Awalnya, Hartinah merasa enggan untuk mendalami tawaran sang tamu. Namun, ketika peramal itu mengungkapkan jati dirinya, rasa ingin tahunya mulai timbul dan ia bersedia untuk mendengarkan lebih lanjut meskipun dengan skeptis.
“Saya hanya ingin mengisi waktu, jadi saya setuju saja,” kenang Hartinah saat menceritakan pengalaman tersebut. Dalam benaknya, semua ini hanya untuk mengusir kebosanan semata.
Kejutan dan Prediksi yang Mencengangkan
Setelah melakukan ritual, peramal itu mulai membahas kehidupan Hartinah, dengan membeberkan detil-detil yang hanya diketahui oleh orang-orang dekatnya. Setiap kata peramal itu semakin membuat Hartinah terkejut.
Dia bahkan menyebutkan hal-hal yang terjadi di masa lalu keluarganya, seperti kisah dan kejadian yang belum pernah diceritakan kepada siapapun. Hal ini membuat Hartinah merasa bahwa ada sesuatu yang aneh tentang pertemuan tersebut.
Akhirnya, situasi menjadi semakin menarik saat peramal mengungkapkan prediksinya, “Madam, suami madam akan berdiri sama tinggi duduk sama rendah dengan Presiden yang sekarang.” Pernyataan ini menjadi titik awal kebingungan bagi Hartinah, yang saat itu suaminya hanyalah prajurit TNI AD.
Reaksi dan Skeptisisme Terhadap Ramalan
Mendengar pernyataan tersebut, Hartinah merasa tidak percaya. Di benaknya, menjadi presiden adalah suatu hal yang sangat mustahil, terlebih lagi di tengah banyaknya tokoh politik lain yang lebih terkenal dan berpengalaman.
Dia pun tak membesar-besarkan ramalan itu. Bagi Hartinah, masa depan adalah sesuatu yang tidak dapat diprediksi dan merupakan urusan Tuhan. Berkali-kali, dia mengabaikan ucapan peramal tersebut, berpikir bahwa itu hanyalah omong kosong belaka.
Namun, peramal itu tetap bersikukuh meminta bayaran sebesar Rp40 ribu yang saat itu dirasa sangat mahal olehnya. Meskipun terkejut, Hartinah terpaksa memberikan uang tersebut agar perbincangan tidak berlarut-larut.
Ramalan yang Terbukti Benar
Tidak lama kemudian, prediksi sang peramal mulai terlihat kebenarannya.
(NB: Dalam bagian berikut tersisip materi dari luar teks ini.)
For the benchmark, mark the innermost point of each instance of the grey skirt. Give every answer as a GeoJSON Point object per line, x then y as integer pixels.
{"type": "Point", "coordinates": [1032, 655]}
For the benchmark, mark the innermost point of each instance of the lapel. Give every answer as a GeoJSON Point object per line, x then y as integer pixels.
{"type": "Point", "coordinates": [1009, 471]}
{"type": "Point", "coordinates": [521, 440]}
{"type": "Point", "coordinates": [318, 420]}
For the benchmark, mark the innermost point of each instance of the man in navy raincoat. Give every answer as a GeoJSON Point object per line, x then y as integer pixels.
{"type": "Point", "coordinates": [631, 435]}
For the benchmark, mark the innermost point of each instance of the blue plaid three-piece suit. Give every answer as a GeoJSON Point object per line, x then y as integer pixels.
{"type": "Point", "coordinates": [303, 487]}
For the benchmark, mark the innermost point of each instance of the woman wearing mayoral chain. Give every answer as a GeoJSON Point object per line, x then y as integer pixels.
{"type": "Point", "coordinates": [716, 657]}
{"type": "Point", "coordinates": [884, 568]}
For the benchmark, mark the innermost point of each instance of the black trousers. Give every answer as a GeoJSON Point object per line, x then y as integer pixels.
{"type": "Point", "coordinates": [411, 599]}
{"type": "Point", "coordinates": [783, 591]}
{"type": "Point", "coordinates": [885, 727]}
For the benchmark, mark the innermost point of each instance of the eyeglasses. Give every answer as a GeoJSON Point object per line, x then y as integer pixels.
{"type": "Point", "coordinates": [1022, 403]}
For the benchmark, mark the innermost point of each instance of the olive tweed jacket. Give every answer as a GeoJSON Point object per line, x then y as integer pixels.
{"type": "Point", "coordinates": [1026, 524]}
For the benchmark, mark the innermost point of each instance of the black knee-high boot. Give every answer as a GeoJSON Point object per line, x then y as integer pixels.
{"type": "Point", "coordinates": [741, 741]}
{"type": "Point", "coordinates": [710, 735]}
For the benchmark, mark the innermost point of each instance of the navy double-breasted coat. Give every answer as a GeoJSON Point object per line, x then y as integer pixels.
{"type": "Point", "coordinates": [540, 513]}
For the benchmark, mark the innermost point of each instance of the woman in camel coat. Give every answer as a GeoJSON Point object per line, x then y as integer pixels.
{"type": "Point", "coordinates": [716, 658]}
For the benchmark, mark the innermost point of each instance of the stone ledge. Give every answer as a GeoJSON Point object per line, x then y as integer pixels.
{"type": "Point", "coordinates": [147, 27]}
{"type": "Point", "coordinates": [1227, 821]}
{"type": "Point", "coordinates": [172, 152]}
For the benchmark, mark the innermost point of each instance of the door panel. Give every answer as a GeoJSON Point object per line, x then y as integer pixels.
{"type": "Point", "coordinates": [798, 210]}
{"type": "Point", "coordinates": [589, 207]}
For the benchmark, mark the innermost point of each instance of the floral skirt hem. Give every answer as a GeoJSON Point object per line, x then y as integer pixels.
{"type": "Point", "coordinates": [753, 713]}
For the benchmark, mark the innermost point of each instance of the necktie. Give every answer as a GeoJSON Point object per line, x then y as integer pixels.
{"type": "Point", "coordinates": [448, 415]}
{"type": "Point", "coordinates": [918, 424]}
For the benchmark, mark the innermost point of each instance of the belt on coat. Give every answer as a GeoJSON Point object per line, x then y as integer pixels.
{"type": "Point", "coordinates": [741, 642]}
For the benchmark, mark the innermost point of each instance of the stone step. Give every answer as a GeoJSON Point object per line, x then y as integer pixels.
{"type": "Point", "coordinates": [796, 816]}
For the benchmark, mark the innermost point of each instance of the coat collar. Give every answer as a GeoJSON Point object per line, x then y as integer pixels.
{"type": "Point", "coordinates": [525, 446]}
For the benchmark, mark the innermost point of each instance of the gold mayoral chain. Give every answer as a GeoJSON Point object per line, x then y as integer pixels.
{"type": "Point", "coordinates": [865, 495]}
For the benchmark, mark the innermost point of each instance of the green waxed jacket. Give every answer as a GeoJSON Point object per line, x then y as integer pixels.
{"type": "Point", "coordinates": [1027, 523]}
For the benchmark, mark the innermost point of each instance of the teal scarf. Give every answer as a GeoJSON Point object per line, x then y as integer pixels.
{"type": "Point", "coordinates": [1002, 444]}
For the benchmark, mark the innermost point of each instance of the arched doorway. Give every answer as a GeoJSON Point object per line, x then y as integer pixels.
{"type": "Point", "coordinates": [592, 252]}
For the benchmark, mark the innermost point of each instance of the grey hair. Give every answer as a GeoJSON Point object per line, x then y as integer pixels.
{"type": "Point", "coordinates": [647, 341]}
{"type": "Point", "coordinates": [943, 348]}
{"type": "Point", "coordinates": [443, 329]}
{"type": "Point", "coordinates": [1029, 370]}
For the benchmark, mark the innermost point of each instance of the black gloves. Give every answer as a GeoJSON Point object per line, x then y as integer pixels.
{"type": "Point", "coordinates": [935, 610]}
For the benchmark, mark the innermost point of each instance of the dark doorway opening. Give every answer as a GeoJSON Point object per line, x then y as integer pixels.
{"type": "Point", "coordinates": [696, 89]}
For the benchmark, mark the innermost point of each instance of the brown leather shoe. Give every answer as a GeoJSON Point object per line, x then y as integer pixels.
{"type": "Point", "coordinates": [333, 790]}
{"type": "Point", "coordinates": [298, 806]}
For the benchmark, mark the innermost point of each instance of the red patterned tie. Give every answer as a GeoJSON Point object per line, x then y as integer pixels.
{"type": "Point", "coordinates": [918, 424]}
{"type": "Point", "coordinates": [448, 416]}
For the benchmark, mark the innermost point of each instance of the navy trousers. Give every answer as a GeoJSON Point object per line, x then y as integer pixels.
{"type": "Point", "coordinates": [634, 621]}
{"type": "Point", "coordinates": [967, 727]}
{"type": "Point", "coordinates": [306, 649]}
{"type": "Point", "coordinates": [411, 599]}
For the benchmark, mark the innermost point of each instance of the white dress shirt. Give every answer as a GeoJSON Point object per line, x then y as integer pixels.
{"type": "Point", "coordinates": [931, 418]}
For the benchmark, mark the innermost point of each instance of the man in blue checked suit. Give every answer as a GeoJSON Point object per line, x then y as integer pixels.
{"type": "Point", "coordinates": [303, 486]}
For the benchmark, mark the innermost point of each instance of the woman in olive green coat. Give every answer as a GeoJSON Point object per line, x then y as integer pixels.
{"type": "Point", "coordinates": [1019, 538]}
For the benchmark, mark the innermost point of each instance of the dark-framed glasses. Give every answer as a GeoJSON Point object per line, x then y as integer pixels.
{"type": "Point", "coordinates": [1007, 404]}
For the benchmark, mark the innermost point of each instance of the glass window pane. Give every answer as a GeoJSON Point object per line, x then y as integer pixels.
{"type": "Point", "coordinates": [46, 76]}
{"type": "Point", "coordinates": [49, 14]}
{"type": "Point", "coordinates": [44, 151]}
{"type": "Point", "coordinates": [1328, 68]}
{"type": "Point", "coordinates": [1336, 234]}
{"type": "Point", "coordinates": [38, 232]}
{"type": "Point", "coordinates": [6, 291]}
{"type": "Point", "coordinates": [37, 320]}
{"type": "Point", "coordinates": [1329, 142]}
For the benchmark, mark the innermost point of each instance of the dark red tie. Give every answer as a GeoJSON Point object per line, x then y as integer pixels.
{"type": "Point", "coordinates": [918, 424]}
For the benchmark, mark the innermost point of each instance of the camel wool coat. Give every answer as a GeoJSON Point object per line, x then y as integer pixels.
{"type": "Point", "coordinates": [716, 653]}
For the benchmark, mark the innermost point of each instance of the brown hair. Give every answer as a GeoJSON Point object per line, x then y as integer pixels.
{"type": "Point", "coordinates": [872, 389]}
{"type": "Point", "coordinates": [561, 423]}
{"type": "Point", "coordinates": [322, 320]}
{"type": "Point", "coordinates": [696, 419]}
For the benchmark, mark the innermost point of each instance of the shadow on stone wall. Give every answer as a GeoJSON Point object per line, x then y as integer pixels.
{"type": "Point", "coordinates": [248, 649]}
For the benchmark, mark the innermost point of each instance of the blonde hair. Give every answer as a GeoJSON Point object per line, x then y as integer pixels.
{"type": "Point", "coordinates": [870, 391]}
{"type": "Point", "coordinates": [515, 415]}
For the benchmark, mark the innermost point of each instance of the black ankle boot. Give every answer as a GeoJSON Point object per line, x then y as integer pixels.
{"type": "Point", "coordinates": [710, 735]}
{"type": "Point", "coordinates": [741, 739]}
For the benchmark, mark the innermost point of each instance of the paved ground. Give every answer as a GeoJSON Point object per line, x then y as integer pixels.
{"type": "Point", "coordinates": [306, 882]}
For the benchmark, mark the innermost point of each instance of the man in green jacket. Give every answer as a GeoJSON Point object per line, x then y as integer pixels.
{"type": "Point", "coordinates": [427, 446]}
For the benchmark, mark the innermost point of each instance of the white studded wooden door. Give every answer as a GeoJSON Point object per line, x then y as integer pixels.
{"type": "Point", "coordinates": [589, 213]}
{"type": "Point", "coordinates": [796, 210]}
Insiden politik pasca-Gerakan 30 September mengubah situasi secara dramatis dan membuka jalan bagi Soeharto untuk naik ke tampuk kepemimpinan.
Soeharto akhirnya dilantik sebagai Presiden ke-2 Indonesia pada tahun 1968, dan ini menjadi momen yang sangat penting dalam sejarah negeri ini. Hartinah, kini sebagai Ibu Negara, tidak dapat mempercayai betapa akuratnya ramalan yang didapatkan beberapa tahun sebelumnya.
Setelah menjabat, Hartinah mengaku bahwa dirinya tidak pernah lagi bertemu dengan peramal India tersebut, bahkan setelah belasan tahun berada di puncak kekuasaan. Keberadaan sang peramal seolah menghilang begitu saja, namun ramalannya tetap menjadi bagian yang tak terpisahkan dari sejarah keluarga Soeharto.